When a fairly young band makes an impressive splash into the scene, the force behind said project is often a more seasoned veteran of the art. Such was the story of Finland’s relatively recent melodeath export Wolfheart back in 2013 when the riveting debut “Winterborn” was unleashed, functioning as a sort of missing link between the straight up aggression and Norse heroism of Amon Amarth and the serene yet dreary winter atmospheric quality of Insomnium and Omnium Gatherum. Founder and multi-instrumentalist Tuomas Saukkonen initially fielded the band as a one-man project after the same spirit of many others that he had helmed the preceding decade, but with all the potential that had obviously been realized, this band would require a permanent lineup in both the studio and on the road, and subsequent studio albums would continue to build upon an impressive foundation until the closing years of the 2010s saw this Lahti-born powerhouse become a major player in the Finnish scene.
Despite the winter that ushered in the new decade was of a mild character, the early weeks of spring may see the season of death having a massive final upsurge if the cold anthems of “Wolves Of Karelia” have any say in the matter. The overall demeanor of this epic foray into the land where Baltic, Slavic and Nordic forces collide strikes a bit closer to the more technical and nuanced territory of the dreamy melodeath common to many latter day Finnish bands and also the Australian affiliate of the style Be’lakor, but it’s definitely ferocious enough to trade blows with recent Viking-obsessed offerings like “Berserker” and “The Hunt For White Christ”. The songs themselves are of a generally moderate length, yet have a sense of gradual development and variation that makes them seem longer, balancing a sorrowful coldness with a biting rage that is spearheaded by a blistering roar out of Saukkonen that maybe a tad less deep than Johan Hegg, but equally as effective.

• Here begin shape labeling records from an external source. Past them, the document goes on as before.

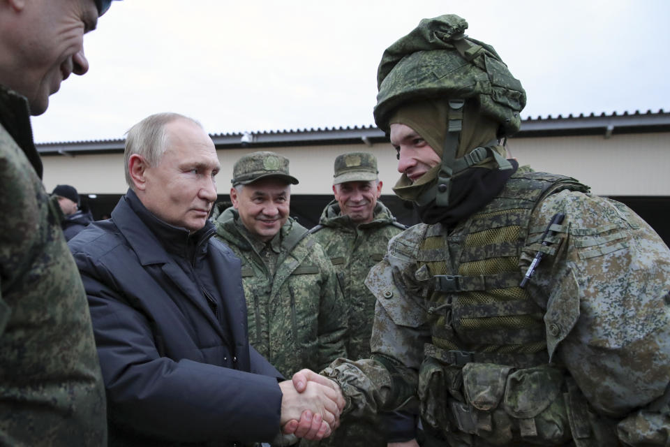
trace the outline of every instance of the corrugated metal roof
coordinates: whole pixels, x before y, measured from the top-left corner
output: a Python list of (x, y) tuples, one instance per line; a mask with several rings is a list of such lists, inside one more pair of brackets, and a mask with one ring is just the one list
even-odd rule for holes
[[(521, 130), (514, 138), (576, 135), (603, 135), (609, 137), (619, 133), (670, 131), (670, 112), (662, 109), (658, 112), (647, 110), (633, 113), (616, 112), (596, 115), (580, 114), (567, 117), (528, 117), (521, 122)], [(347, 126), (341, 127), (310, 128), (302, 129), (259, 131), (211, 133), (217, 149), (241, 147), (278, 147), (320, 145), (346, 145), (364, 142), (372, 145), (385, 142), (388, 138), (375, 126)], [(248, 142), (243, 142), (243, 138)], [(37, 144), (43, 154), (71, 154), (117, 152), (124, 150), (124, 139), (46, 142)]]

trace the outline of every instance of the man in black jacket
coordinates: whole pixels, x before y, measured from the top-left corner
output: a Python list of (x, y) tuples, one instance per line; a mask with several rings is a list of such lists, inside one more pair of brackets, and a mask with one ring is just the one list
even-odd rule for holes
[(61, 226), (65, 240), (70, 240), (93, 221), (93, 215), (89, 210), (80, 209), (81, 199), (77, 189), (69, 184), (59, 184), (54, 188), (51, 195), (58, 200), (58, 205), (63, 212)]
[(334, 390), (299, 393), (249, 345), (239, 261), (207, 220), (220, 168), (207, 133), (181, 115), (151, 115), (128, 131), (125, 165), (130, 189), (111, 219), (70, 242), (110, 445), (269, 441), (303, 410), (315, 416), (296, 435), (327, 434), (343, 406)]

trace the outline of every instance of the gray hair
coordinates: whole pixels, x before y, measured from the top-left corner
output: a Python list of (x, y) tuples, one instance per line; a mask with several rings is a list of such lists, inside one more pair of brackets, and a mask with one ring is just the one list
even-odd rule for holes
[(124, 166), (126, 170), (126, 183), (131, 189), (135, 188), (128, 171), (131, 156), (137, 154), (142, 156), (149, 166), (158, 165), (168, 148), (165, 125), (177, 119), (186, 119), (202, 128), (202, 125), (193, 118), (179, 113), (166, 112), (147, 117), (126, 133)]

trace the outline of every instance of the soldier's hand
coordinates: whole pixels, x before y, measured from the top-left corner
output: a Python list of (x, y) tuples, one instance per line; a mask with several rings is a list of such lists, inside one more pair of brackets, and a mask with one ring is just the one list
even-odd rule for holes
[[(339, 409), (338, 416), (339, 413), (342, 413), (342, 410), (344, 409), (344, 405), (346, 403), (346, 401), (344, 400), (344, 396), (342, 395), (342, 390), (340, 389), (340, 386), (337, 384), (337, 382), (335, 381), (328, 379), (325, 376), (318, 374), (311, 369), (301, 369), (295, 374), (293, 374), (293, 386), (295, 387), (295, 389), (298, 393), (302, 393), (305, 388), (307, 386), (307, 383), (308, 381), (316, 382), (320, 383), (323, 386), (327, 386), (332, 388), (334, 391), (337, 393), (337, 407)], [(339, 418), (337, 420), (337, 425), (334, 427), (334, 430), (339, 426)]]
[(337, 401), (340, 396), (332, 388), (310, 381), (300, 393), (291, 381), (281, 382), (279, 387), (282, 391), (280, 423), (284, 433), (320, 439), (329, 435), (339, 423), (341, 410)]
[(300, 420), (289, 420), (282, 427), (282, 432), (298, 438), (318, 440), (328, 437), (332, 431), (320, 414), (315, 415), (311, 411), (305, 410), (300, 416)]

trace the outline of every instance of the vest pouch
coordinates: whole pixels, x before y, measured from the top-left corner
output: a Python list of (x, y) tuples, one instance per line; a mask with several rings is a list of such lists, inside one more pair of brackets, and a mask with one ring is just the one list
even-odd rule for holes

It goes without saying that melodic death metal lives and dies by the quality of the melodies that accompany the storm of aggression, but the true ingenuity behind the best offerings of the style are being able to have a constant stream of consonant tunes while still bludgeoning the sky with a battle axe. Such a slab of war-hungry brutality is offered up right at this album’s very onset with the colossal “Hail Of Steel”, a song which takes its time from the looming march of an infectious melodic hook until exploding into a blinding fury of blasting and thrashing that also happens to be chock full of atmospheric keyboards. It hits that sweet spot between violence and implicit tranquility that makes it both a fun head-banging romp and also a thought-provoking listen, and it’s not alone in that eventuality. Similarly chaotic monsters that borderline on Nile-inspired degrees of aggression like “Horizon On Fire” and “The Hammer” land in similar territory, the former starting from an Insomnium-inspired atmospheric whisper, the latter featuring some brilliant precision riff work and a riveting solo out of newly recruited Greek shredder Vagelis Karzis.
Naturally an album of this caliber does not live by high octane death metal madness alone, and some of its most memorable moments are actually when things have been toned down a bit. “Reaper” takes things in a bit more of simpler direction with a more stripped down thrashing riff set, but still takes plenty of moments to allow the accompanying orchestral elements to heighten the density factor of this band’s sound and also features a nice folksy lead guitar theme. “Arrows Of Chaos” sets itself apart nicely by introducing some subtle black metal elements to the riff work and occasionally sounds like something that could have appeared on the latest Abbath album. One would be remiss to discount the departure into purely atmospheric territory on “Eye Of The Storm” with acoustic guitar and piano lines painting a picture of a snow-covered battlefield drenched in blood and felled warriors. Yet when all is said and done, this band’s brilliance is at its peak at the end of the line with “Ashes”, which revisits incorporates the aforementioned acoustic elements in with a more violent death metal assault to a masterful conclusion.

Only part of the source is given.